Privacy is becoming somewhat of a rarity with increasing big data breaches and the rise of data-driven corporations. Most people don’t bother reading tediously long terms and conditions when they sign up for a new service online, yet there is a certain level of trust and expectancy that your data will be kept safe. However, what people don’t realise, is that sometimes they blindly give permission to big corporations to use their data as they see fit.
Most people will recall the huge breach of privacy of about 50 million Facebook users. Although it’s safe to assume this is probably not the first time it’s happened, it’s the first time a data breach of this scale has come to light. It’s also the first time we hear about people’s personal data being used in such a malicious way.
If you haven’t heard, here is a quick summary of what happened:
-
A Cambridge University researcher named Aleksandr Kogan creates a third-party Facebook app that looks at people’s decision-making process.
-
“For the purpose of the test”, Facebook users are asked to give permission to access their personal data.
-
Only 270,000 people complete the test, but Kogan is able to extract their Facebook friends’ data as well.
-
Kogan sells this data to Strategic Communication Laboratories (SCL) - a data analytics company that offers its services to governments and military organisations worldwide.
-
SCL creates a US based company Cambridge Analytica, with this research data being the backbone for its operations.
-
The data is allegedly used to manipulate millions of voters in the 2016 US elections.
Although it is yet to be determined if laws were broken or bent, ethically and morally it was wrong and the data should have never been made available to a third party in the first place.
This is just another startling reminder of the necessity for stricter rules when it comes to protecting peoples’ personal data.
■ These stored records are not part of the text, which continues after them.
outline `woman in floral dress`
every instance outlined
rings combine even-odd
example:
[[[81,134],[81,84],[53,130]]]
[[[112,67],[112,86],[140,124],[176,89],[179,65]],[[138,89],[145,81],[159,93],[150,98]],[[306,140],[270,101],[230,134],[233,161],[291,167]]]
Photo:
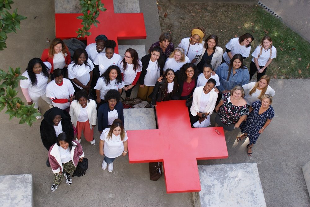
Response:
[[[271,106],[272,97],[265,94],[262,97],[261,100],[253,103],[250,107],[250,114],[246,120],[240,125],[241,132],[244,133],[237,137],[238,141],[249,137],[250,143],[246,146],[248,156],[252,155],[253,145],[274,116],[274,111]]]

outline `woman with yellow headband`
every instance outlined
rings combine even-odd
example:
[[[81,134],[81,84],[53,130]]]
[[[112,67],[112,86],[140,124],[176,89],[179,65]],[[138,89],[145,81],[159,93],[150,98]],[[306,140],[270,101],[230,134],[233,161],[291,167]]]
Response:
[[[202,43],[205,36],[205,30],[196,27],[191,31],[190,37],[184,38],[181,41],[179,46],[184,50],[185,55],[188,57],[192,63],[199,59],[202,54],[203,45]]]

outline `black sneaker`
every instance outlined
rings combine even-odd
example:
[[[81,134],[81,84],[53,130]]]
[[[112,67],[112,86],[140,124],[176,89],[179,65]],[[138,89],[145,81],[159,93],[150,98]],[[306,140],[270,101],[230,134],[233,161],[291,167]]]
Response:
[[[52,192],[54,192],[57,189],[57,188],[58,188],[58,185],[55,185],[53,183],[52,186],[51,187],[51,190]]]
[[[71,185],[72,183],[72,179],[71,178],[70,174],[67,172],[64,174],[64,176],[66,177],[66,183],[67,185]]]

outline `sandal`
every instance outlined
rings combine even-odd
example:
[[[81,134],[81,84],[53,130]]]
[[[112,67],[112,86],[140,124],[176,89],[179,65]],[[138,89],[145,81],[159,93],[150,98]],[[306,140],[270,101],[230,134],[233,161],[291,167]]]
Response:
[[[248,145],[246,145],[246,147],[249,149],[252,149],[252,147],[250,147],[250,144],[248,144]],[[252,155],[252,153],[248,153],[248,156],[249,157],[250,157],[251,155]]]
[[[237,138],[236,138],[236,139],[237,139],[237,140],[238,140],[238,141],[241,141],[241,140],[242,140],[244,139],[246,139],[247,138],[248,138],[247,136],[244,136],[245,134],[245,133],[243,133],[240,136],[237,136]],[[243,138],[241,139],[241,137],[242,137],[242,136],[244,136],[244,137]]]

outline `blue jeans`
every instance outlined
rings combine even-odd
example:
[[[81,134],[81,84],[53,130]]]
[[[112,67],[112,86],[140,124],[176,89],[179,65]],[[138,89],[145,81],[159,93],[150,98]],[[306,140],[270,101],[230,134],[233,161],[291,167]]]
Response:
[[[104,155],[104,161],[105,162],[108,164],[111,164],[111,162],[113,162],[114,161],[114,160],[115,159],[115,158],[110,158],[110,157],[107,157]]]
There are many privacy laws already in place, but many of these are outdated or simply inadequate to deal with the progression of technology.
Times are changing though. Back in 2016, the EU Parliament approved the General Data Protection Regulation (GDPR) which will replace the current data protection laws and regulations that protect EU citizens. According to its main site, the GDPR was “designed to harmonise data privacy laws across Europe, to protect and empower all EU citizens data privacy and to reshape the way organisations across the region approach data privacy.”
Although this is a great step in the right direction as it gives EU citizens power over their personal data, it also means that many businesses across the globe who service EU citizens will have to abide by these regulations, or risk getting prosecuted. To put it briefly, the GDPR applies to all companies that are processing the data of EU citizens whether that company resides in the EU or not. Furthermore, non-EU businesses that process the data of EU citizens, will have to have a representative in the EU. This is particularly important in the event of a data breach. A representative in each EU affected country has to be notified within 3 days of the breach.
What does this mean? Well, at the very least it means that many businesses will have to change their security protocols. As it stood, companies could take several months to report a breach; if they even reported it at all. With the GDPR in place, companies have to report on a breach within 3 days of it occurring, and also provide the complete details as to which citizens data was affected by that breach. With the GDPR now in place, and light shining bright on the way big corporations handle data, its important that business take action, or risk being prosecuted.
While the aforementioned regulations are the main key differences, the new legislation brought in with the GDPR are far more in-depth and a full account of the GDPR can be found here.
The GDPR came into effect on the 25th of May, 2018.